Itay Cohen, Ethan Fetaya, Amir Rosenfeld
TL;DR
This work investigates whether modern vision–language models, notably CLIP, can distinguish real objects from look-alike instances such as toys, statues, drawings, and pareidolia. It introduces the RoLA dataset and develops a data-efficient Real/Look-alike direction $ ext{hat}{d}^{(-k)}$ in CLIP's embedding space by averaging category-wise mean differences, enabling both improved alignment of embeddings and controllable output shifts. Through prompt-based classification, embedding-direction augmentation for retrieval, and a CLIP prefix captioner, the approach yields substantial gains in cross-modal discrimination and captioning semantics, and shows strong generalization across held-out categories. The results suggest practical benefits for tasks requiring fine-grained, human-like object discrimination and offer a lightweight, easily deployable mechanism to bias model outputs toward realism or lookalike representations in multimodal systems.
Abstract
Recent advances in computer vision have yielded models with strong performance on recognition benchmarks; however, significant gaps remain in comparison to human perception. One subtle ability is to judge whether an image looks like a given object without being an instance of that object. We study whether vision-language models such as CLIP capture this distinction.

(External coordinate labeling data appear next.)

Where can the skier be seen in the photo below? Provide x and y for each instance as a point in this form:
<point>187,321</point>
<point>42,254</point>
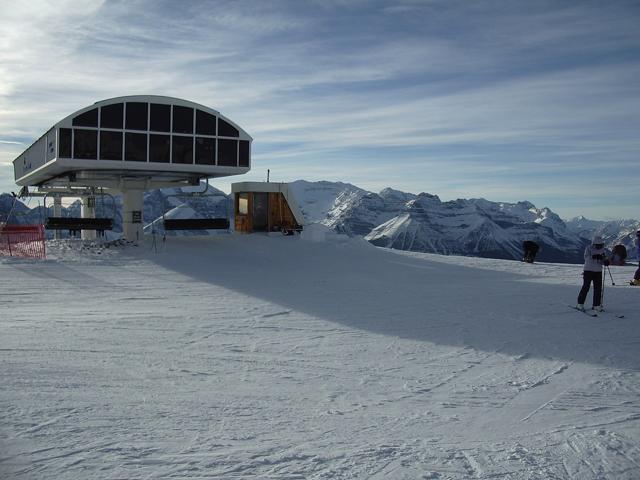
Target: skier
<point>594,258</point>
<point>636,276</point>
<point>530,251</point>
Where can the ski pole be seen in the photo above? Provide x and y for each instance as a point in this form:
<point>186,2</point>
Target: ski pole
<point>602,293</point>
<point>610,276</point>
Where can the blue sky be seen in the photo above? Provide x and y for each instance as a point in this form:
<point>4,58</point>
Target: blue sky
<point>505,100</point>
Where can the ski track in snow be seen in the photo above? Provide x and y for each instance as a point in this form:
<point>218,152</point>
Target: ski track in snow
<point>274,357</point>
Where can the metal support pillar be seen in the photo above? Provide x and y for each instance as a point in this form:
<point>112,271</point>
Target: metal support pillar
<point>57,212</point>
<point>88,211</point>
<point>132,202</point>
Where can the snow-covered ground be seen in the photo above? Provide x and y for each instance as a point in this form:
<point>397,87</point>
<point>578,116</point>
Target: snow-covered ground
<point>284,357</point>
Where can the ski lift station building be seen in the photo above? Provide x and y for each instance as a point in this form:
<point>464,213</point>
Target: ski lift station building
<point>129,145</point>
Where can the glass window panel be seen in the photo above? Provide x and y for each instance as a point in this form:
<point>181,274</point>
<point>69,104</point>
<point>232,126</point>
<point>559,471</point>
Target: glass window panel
<point>243,204</point>
<point>64,144</point>
<point>243,154</point>
<point>205,123</point>
<point>87,119</point>
<point>135,148</point>
<point>85,144</point>
<point>160,117</point>
<point>182,149</point>
<point>182,119</point>
<point>205,151</point>
<point>228,153</point>
<point>159,148</point>
<point>111,116</point>
<point>136,116</point>
<point>225,129</point>
<point>110,145</point>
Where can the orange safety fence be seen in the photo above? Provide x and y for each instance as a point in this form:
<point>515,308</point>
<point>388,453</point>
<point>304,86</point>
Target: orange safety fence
<point>22,241</point>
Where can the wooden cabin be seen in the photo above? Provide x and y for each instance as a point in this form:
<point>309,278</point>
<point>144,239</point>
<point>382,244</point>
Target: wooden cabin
<point>266,207</point>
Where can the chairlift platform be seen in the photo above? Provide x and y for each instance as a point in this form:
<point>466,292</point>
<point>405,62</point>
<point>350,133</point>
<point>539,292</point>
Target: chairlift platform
<point>78,224</point>
<point>196,224</point>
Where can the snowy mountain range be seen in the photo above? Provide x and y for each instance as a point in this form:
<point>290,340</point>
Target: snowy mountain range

We curated a dataset named RoLA (Real or Lookalike) of real and lookalike exemplars (e.g., toys, statues, drawings, pareidolia) across multiple categories, and first evaluate a prompt-based baseline with paired "real"/"lookalike" prompts. We then estimate a direction in CLIP's embedding space that moves representations between real and lookalike. Applying this direction to image and text embeddings improves discrimination in cross-modal retrieval on Conceptual12M, and also enhances captions produced by a CLIP prefix captioner.